Just as we shut down, i.e., cut the fuel and no longer have our engines available to take off again... two trucks roll right up to our helicopters and a bunch of guys hop out.

We are pretty committed now... What could we do... I might as well continue the shut down correctly.

After finishing shut down, we lower the stairs and step down the ladder to the dusty ground. I now know exactly what aliens feel like when they lower their ramp and encounter humans for the first time. All these dudes just stared at us with no sound... just stared. Granted the tight tribalness of the Hazaras might make the Taliban unwelcome here, but it isn't super friendly seeming to me either. Well, lets drop some Dari on these cats!

"Salam Alekum." I say. (With appropriate gestures)

"Wah Alekum a salam." is the reply. (Accompanying appropriate gestures.)

That worked! Great! I'll try some more! After all the standard greeting phrases that I know are exchanged... we are at least friends enough to exchange the cheek-kiss-hand-shake move. (note: this is well past the hand up, palm out transition to hand on heart move)

"Hey! where is our interpreter!" By the time the interpreter makes it out of the helicopter, everybody is cheek kissing, hand shaking, and talking in Dari way faster than I can keep up with anything.

After a few more minutes, talking to the lead guy through the interpreter, we are now invited to the provincial governor's house for tea.

I figure it would be rude not to go... Who am I to refuse the provincial governor's invitation to tea? After figuring out the fuel leak we pile into the trucks and head down into the main part of the village. The guy that was driving the truck that I was in seemed to have absolutely no sense of self-preservation when it comes to driving. The primary means of vehicle control for this guy was the horn. A tight blind corner at high speed, no problem a few angry horn honks can't solve! WEEEEE!!!!!!! It's not like the road was gravel, edged with cliff. I think the horn actually increased traction for the tires too.


Gravel ricochetting off the wheel wells, children leaping out of the road like pigeons being harassed, the horn blasting to warn trees to get out of the way... the interpreter, Sophi, shouts to me, "we go now, Buddhas!"

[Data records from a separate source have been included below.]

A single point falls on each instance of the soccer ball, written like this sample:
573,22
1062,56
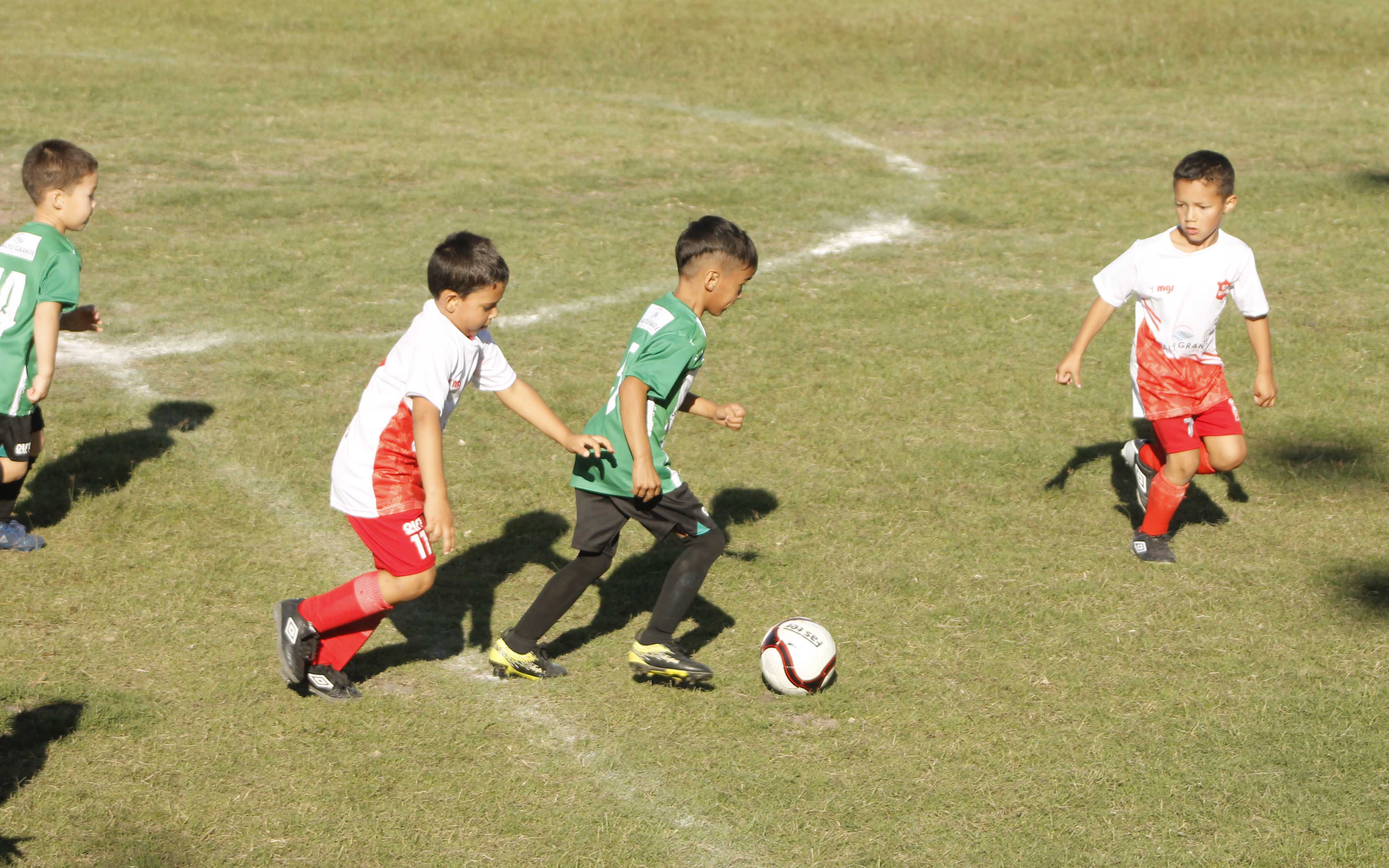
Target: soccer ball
798,658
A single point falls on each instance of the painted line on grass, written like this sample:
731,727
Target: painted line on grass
884,231
895,162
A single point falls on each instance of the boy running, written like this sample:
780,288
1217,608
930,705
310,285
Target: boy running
1182,280
39,271
664,353
388,473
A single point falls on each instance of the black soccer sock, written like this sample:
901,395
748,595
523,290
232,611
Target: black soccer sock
683,584
555,599
10,494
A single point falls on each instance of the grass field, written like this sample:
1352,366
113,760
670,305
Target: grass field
1016,689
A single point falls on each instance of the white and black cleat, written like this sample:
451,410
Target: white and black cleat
330,684
1142,473
1152,549
296,641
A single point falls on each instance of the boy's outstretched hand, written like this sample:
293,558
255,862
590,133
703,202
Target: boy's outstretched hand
730,416
439,523
589,446
1069,371
1266,391
84,319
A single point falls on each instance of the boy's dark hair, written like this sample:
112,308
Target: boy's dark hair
1209,167
55,164
714,235
464,263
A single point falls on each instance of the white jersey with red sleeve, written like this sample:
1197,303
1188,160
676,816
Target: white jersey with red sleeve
376,471
1174,365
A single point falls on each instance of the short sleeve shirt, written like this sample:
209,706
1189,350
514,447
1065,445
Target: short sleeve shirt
37,264
376,471
1180,296
664,352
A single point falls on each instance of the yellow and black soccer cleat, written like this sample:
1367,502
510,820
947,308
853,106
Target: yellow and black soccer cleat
534,666
668,660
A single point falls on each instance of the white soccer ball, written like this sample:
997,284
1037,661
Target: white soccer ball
798,658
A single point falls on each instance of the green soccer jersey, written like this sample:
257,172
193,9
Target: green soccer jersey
666,350
37,264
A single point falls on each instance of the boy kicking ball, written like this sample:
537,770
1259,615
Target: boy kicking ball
388,473
1182,280
714,259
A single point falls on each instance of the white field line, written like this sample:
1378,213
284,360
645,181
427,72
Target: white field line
898,163
118,362
884,231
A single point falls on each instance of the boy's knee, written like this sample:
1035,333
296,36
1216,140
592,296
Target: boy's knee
412,587
13,471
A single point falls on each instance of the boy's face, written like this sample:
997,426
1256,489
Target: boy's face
474,311
728,288
1199,210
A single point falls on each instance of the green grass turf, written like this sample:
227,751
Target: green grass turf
1016,688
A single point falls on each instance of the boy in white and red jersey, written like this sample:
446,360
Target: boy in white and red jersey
1182,280
388,473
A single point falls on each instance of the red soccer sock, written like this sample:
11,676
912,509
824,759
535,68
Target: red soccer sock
339,646
346,603
1163,499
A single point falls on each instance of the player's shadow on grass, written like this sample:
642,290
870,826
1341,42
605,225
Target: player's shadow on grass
631,589
24,752
1198,509
466,584
106,463
1363,584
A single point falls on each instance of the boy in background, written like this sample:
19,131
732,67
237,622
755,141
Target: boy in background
388,473
714,260
1182,278
39,270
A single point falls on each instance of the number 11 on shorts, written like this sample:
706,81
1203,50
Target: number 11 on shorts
414,529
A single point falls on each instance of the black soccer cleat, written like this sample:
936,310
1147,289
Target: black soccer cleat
296,639
1152,549
330,684
1142,473
667,660
534,664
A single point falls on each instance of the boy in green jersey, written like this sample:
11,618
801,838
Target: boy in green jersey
664,353
38,296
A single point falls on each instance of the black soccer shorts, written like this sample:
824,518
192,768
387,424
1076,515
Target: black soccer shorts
17,435
599,519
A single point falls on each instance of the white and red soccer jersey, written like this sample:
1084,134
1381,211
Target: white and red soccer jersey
1174,365
376,471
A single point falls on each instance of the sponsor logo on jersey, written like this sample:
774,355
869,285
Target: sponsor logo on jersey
23,245
655,320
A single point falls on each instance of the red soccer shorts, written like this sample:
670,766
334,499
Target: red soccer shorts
1184,434
398,541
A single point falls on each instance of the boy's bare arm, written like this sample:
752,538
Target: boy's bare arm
527,403
631,398
46,344
430,455
1070,369
728,416
84,319
1266,390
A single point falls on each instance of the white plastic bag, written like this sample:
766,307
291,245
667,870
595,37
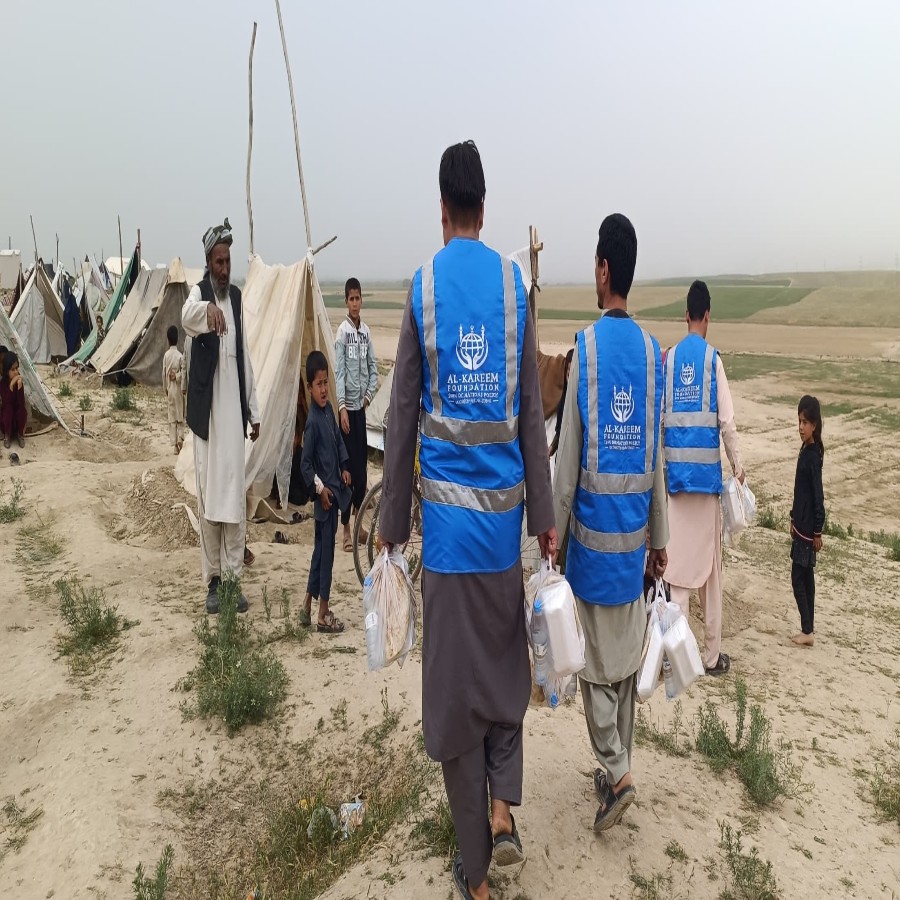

Fuck Yea! I am really going to get to see them!

We drive up to the base of them. I am more than a little trilled! Never did I dream when I was in school discussing the Taliban destroying 6th century monasteries did I ever expect to actually find myself there in person. It didn't stop there. The crazy driver guy has the keys... the keys to the archaeological site itself! Granted he had the key to what amounted to a chicken wire fence with a few posts that is meant to keep keep trespassers out... but either way, we were about to get the grand tour!

This is the base of the larger, female, Buddha.


Me, in front of the male buddha. I have pictures of other people, but for security conserns, I don't post them.


Up inside the monastery. These carved stairways into the rock are pretty steep. They must be about 60 deg or so. It is like being in a giant ant farm. This place is not for people with bad knees or shortness of breath. The entire mountain seems to be tiny crumbly sandstone stairways, all at 8400 feet. It seems designed to make you dizzy and fall to your death.


Looking out on Bamyan Valley from one of the carved caves.


To end the day, we came back with no further problems.

I am pretty sure that this is the area that gets described in the Christopher Moore book, "Lamb."



As I have been thinking about it. It almost seems that the buddhas are more powerful in their destroyed form. I am sure they appreciate that.